Dancing couples play a prominent role in this vibrant image of a crowded venue - the Izzy Orts bar in Boston, USA. Yet the feeling of pleasure and enjoyment conveyed by the dancers jars with the blank-eyed stare of the sailor in the foreground. Isolated and detached, this figure adds an unsettling note to the lively scene, inviting comparison with the serious theme explored in Poussin's much earlier drawing.
The English painter Edward Burra frequented various dockside bars and dance halls while visiting Boston in 1937, attracted by their shady atmosphere and dubious clientele. His active interest in such places, and the insights they gave him into the human condition, are both evident in this enigmatic watercolour.
This painting shows Izzy Orts, a popular bar and dance-hall once located at the docks in Boston, but now demolished. Burra was a frequent visitor to the bar, no doubt attracted by the lively mix of clientele. Many of his works depict life in the seedier areas of cities. Burra visited America several times and this picture is believed to have been painted during his second visit in 1937. The vibrant scene contains a number of strange characters, such as the disquieting blank-eyed sailor who faces the viewer. The sailor in the foreground on the left-hand side is a self-portrait of the artist. The work is painted in watercolour, Burra's favourite medium.

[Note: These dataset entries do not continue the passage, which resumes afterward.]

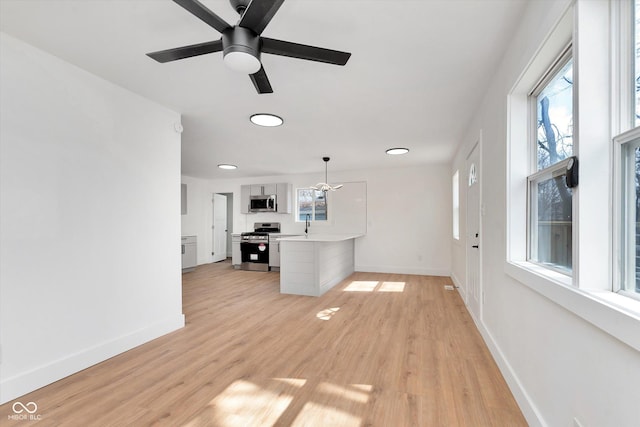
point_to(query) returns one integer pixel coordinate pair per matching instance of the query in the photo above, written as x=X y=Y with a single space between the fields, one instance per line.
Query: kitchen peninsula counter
x=311 y=265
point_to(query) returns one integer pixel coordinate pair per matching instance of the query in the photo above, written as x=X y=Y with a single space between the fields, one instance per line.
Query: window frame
x=313 y=216
x=597 y=70
x=622 y=245
x=556 y=170
x=535 y=175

English artist Edward Burra lived all his life in the Sussex seaside town of Rye, but travelled extensively. He studied at Chelsea Polytechnic and at the Royal College of Art, London. Burra's preferred medium was watercolour, although he did make some collages and occasional designs for the theatre. He liked to live life on the margins of society, revolting against his middle-class background. He is particularly well known for a series of Harlem street scenes produced from 1933 to 1934. Burra's imagery became increasingly fantastical towards the mid-1930s, and he exhibited with the English Surrealists.